🤖 AI Summary
Existing remote physiological monitoring (RPM) datasets suffer from limited scale, single-modality acquisition, sparse biophysiological annotations, and insufficient real-world driving scenario coverage—hindering robust, contactless physiological monitoring research in automotive environments. To address this, we introduce PhysDrive, the first large-scale, multimodal RPM dataset specifically designed for in-vehicle, contactless sensing.
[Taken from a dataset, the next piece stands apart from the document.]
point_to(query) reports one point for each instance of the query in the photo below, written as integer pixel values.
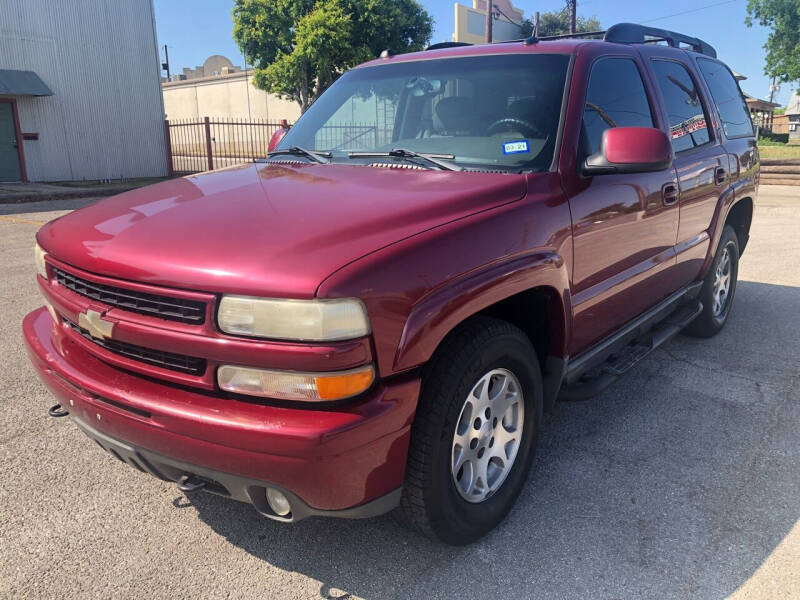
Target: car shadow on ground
(680, 480)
It comprises synchronized RGB, near-infrared, millimeter-wave radar, and six physiological signals—including heart rate, respiration rate, and blood oxygen saturation—collected from 48 drivers across diverse vehicles, lighting conditions, and road scenarios. PhysDrive is the first to systematically integrate heterogeneous sensor modalities with driving-state variables, filling a critical gap in real-world driving RPM data. We further establish an open-source benchmarking framework and a modular codebase compatible with mainstream deep learning frameworks, enabling reproducible cross-modal algorithm development and evaluation. This work significantly advances intelligent cabin systems and non-contact driver state monitoring technologies.
📝 Abstract
Robust and unobtrusive in-vehicle physiological monitoring is crucial for ensuring driving safety and user experience. While remote physiological measurement (RPM) offers a promising non-invasive solution, its translation to real-world driving scenarios is critically constrained by the scarcity of comprehensive datasets. Existing resources are often limited in scale, modality diversity, the breadth of biometric annotations, and the range of captured conditions, thereby omitting inherent real-world challenges in driving. Here, we present PhysDrive, the first large-scale multimodal dataset for contactless in-vehicle physiological sensing with dedicated consideration on various modality settings and driving factors. PhysDrive collects data from 48 drivers, including synchronized RGB, near-infrared camera, and raw mmWave radar data, accompanied with six synchronized ground truths (ECG, BVP, Respiration, HR, RR, and SpO2). It covers a wide spectrum of naturalistic driving conditions, including driver motions, dynamic natural light, vehicle types, and road conditions. We extensively evaluate both signal-processing and deep-learning methods on PhysDrive, establishing a comprehensive benchmark across all modalities, and release full open-source code with compatibility for mainstream public toolboxes. We envision PhysDrive will serve as a foundational resource and accelerate research on multimodal driver monitoring and smart-cockpit systems.